You hear that, state bars? It’s the sound of the foundation crumbling beneath your creaky and outdated structures of attorney advertising regulation. While a number of states (including our more enlightened jurisdictions here on the West Coast) take a relatively benign approach to regulating attorney advertising, the seeds of speech repression still germinate in the rules kept on the books in these states. And other states – notably Florida – continue to roll forward with Kafka-esque levels of attorney speech regulation. Want to run an internet ad in Florida? You’ve got to wait 3 weeks, hope for approval from a kangaroo court made up of a mix of your competitors and non-lawyers and pay $150 for the privilege. And that’s just a glimpse of the thicket of ridiculousness awaiting those who would practice in the Sunshine State.


(photo by David Lat)

Miami’s own Brian Tannebaum and I wrote an article, published today in the Daily Business Review, exposing the farcical nature of the Florida Bar’s attempt to give lip service to Constitutional requirements while still maintaining its bizarre and repressive system of ad regulation. And what better to reinforce our point than yesterday’s U.S. Supreme Court decision in Sorrell v. IMS Health Inc.? In Sorrell, the Court expanded the commercial speech doctrine, finding that otherwise-truthful advertising cannot be restricted simply because the state wants to prevent the public from making what it believes to be bad decisions.

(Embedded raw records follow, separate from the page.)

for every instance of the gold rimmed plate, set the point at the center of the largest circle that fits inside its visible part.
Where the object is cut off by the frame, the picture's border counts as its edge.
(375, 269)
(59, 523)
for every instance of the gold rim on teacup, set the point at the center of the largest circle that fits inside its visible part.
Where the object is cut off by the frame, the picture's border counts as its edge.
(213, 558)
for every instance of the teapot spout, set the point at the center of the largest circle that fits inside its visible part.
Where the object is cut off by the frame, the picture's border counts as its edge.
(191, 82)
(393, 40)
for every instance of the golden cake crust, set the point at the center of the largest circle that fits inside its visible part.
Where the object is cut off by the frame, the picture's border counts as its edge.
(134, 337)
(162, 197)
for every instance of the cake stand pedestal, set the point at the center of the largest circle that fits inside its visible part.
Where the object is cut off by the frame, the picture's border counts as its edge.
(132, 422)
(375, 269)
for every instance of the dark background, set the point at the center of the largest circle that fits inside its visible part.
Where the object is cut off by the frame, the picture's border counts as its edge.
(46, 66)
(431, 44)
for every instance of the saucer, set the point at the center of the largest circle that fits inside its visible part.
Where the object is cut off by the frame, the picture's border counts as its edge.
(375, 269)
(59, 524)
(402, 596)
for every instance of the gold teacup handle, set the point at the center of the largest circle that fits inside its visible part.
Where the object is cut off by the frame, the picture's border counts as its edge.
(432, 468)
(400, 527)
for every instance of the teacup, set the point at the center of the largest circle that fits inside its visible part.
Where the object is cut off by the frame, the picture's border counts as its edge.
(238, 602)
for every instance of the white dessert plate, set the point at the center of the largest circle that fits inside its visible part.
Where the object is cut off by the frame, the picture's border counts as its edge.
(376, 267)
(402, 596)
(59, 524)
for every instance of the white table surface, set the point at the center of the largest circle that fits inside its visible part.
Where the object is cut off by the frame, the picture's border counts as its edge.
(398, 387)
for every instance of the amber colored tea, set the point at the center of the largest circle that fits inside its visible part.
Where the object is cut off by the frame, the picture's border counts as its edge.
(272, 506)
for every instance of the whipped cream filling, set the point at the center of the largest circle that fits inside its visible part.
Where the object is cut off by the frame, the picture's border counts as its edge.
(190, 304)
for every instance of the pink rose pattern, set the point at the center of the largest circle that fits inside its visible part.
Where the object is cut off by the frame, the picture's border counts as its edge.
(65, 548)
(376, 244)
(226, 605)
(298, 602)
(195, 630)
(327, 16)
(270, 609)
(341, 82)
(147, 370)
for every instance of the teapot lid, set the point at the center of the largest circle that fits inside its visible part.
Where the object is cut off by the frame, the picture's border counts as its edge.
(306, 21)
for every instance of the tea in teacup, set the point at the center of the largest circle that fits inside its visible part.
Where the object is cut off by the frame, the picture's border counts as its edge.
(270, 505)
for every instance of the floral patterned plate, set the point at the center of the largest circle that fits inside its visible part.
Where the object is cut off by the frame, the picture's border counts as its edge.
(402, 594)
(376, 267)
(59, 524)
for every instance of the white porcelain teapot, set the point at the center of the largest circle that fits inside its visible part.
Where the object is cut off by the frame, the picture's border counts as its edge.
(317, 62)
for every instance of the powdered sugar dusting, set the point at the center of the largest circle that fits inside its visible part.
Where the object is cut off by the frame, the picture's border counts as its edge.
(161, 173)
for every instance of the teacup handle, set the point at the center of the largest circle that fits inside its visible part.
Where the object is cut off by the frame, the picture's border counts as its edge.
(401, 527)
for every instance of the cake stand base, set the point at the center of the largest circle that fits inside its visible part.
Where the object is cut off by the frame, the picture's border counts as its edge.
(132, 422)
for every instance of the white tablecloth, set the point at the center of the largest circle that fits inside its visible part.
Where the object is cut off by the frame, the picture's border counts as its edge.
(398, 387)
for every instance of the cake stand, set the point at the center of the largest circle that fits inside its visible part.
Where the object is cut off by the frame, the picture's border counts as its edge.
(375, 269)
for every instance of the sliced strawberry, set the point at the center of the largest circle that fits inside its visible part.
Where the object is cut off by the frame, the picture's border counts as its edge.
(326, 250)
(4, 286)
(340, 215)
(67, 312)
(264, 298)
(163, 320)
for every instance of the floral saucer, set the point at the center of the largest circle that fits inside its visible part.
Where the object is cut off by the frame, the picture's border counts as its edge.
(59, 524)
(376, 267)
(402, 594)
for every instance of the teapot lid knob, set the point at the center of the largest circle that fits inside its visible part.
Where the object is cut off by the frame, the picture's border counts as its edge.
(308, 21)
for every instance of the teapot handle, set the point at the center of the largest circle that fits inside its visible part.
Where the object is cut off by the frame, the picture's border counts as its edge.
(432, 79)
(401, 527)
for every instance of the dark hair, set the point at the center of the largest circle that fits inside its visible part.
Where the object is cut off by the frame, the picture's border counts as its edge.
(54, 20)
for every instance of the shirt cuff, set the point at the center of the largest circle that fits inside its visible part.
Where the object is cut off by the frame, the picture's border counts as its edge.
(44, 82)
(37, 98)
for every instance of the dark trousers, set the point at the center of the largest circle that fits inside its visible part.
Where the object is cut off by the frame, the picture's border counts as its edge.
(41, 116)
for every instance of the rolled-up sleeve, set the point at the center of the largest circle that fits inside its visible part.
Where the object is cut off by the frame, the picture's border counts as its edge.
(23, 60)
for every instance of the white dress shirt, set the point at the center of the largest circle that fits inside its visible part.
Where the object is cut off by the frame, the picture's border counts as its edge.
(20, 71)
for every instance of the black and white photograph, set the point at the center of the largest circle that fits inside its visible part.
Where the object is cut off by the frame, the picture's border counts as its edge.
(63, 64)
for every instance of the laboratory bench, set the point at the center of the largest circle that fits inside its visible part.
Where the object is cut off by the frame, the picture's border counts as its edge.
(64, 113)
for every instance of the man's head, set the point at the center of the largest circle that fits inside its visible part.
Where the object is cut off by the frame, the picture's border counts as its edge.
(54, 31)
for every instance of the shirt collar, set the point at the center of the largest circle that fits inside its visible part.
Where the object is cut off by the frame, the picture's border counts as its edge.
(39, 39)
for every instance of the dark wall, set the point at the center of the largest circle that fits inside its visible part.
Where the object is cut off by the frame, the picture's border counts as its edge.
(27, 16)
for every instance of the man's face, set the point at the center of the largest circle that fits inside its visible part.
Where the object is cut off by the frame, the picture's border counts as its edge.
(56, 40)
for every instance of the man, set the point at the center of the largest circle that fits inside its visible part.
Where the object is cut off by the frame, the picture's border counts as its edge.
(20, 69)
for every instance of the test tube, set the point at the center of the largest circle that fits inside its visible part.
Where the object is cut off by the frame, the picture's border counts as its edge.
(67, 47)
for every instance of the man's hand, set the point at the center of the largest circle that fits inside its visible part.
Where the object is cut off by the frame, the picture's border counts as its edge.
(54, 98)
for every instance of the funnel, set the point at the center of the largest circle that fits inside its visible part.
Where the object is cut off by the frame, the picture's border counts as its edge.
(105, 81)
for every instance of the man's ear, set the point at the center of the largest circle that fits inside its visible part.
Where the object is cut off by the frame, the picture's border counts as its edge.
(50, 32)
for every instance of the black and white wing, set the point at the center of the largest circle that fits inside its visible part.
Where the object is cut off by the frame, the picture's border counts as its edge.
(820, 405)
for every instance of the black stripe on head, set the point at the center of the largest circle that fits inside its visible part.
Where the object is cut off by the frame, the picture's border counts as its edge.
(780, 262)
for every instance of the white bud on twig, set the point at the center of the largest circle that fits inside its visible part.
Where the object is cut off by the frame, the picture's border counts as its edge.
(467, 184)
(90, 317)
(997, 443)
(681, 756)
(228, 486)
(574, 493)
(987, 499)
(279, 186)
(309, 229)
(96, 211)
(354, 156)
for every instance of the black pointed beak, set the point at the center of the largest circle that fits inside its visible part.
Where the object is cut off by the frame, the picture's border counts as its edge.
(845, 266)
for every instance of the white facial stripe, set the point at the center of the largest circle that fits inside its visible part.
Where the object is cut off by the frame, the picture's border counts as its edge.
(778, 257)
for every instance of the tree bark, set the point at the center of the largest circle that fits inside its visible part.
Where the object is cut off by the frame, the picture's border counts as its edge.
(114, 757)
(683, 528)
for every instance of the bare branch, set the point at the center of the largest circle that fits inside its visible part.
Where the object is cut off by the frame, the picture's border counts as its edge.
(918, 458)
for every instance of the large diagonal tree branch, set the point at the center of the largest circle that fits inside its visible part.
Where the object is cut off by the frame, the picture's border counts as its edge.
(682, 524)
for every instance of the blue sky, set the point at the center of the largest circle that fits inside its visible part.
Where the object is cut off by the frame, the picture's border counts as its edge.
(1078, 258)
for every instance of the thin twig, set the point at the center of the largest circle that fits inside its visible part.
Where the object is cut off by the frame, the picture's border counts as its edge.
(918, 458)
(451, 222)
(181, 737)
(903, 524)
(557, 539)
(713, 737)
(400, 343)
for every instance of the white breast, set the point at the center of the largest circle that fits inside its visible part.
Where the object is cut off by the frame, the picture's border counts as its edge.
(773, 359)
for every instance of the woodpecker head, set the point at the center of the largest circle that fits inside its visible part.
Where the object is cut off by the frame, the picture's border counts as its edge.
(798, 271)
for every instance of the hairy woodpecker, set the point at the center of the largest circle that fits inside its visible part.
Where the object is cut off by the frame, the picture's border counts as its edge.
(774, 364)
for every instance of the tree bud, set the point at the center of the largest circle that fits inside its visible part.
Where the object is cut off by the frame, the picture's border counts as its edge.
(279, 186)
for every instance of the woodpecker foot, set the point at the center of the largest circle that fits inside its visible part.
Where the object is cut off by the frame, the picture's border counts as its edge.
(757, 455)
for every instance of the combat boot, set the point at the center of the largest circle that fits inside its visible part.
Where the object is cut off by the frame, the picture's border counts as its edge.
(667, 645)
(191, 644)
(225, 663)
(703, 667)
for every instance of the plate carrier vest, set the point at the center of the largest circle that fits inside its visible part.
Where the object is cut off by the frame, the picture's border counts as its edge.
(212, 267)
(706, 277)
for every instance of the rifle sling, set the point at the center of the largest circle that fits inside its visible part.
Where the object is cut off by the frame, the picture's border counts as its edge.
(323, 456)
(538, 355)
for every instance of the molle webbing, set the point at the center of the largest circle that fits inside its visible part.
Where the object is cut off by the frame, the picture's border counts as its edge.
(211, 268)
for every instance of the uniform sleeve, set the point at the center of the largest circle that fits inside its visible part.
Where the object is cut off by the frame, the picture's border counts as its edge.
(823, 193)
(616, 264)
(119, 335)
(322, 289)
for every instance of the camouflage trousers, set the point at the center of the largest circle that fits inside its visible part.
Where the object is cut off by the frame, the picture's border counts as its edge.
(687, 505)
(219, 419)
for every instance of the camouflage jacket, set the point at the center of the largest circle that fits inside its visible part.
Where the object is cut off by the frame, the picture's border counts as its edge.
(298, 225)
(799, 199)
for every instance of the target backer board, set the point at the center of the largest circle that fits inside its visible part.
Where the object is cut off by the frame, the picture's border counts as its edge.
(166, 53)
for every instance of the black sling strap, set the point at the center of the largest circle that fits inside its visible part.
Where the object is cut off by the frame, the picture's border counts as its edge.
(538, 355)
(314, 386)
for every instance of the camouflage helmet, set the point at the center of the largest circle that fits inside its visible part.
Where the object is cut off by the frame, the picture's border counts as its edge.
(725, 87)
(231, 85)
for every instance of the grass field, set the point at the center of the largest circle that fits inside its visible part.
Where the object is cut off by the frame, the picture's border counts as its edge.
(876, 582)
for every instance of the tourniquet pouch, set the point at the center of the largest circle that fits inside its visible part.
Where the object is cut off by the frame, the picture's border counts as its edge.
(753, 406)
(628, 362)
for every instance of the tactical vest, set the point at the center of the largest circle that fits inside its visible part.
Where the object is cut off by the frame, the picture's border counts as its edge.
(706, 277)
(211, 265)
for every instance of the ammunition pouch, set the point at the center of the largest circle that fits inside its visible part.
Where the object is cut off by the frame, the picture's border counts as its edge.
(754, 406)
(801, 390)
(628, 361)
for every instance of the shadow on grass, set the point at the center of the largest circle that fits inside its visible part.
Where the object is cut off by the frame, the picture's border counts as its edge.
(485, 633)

To whit: “That the State finds expression too persuasive does not permit it to quiet the speech or to burden its messengers.” This is precisely what bars like Florida’s seek to do via review boards and restrictions on common advertising techniques such as testimonials, comparative ads and the use of compelling imagery.

So Florida – and all of the other states burdening attorneys and increasing the cost of legal services while diminishing the amount of information available to consumers – your attempts to wave your hands over the constitutional issues while quieting the speech of your members through advertising review boards and Byzantine regulation cannot stand. It’s well past time to give it up. Prohibit false advertising. Aggressively go after offenders. But beyond that, respect the professionalism of your members and stop making them worry about whether their advertising tag line or marketing campaign violates one of your pedantic little rules.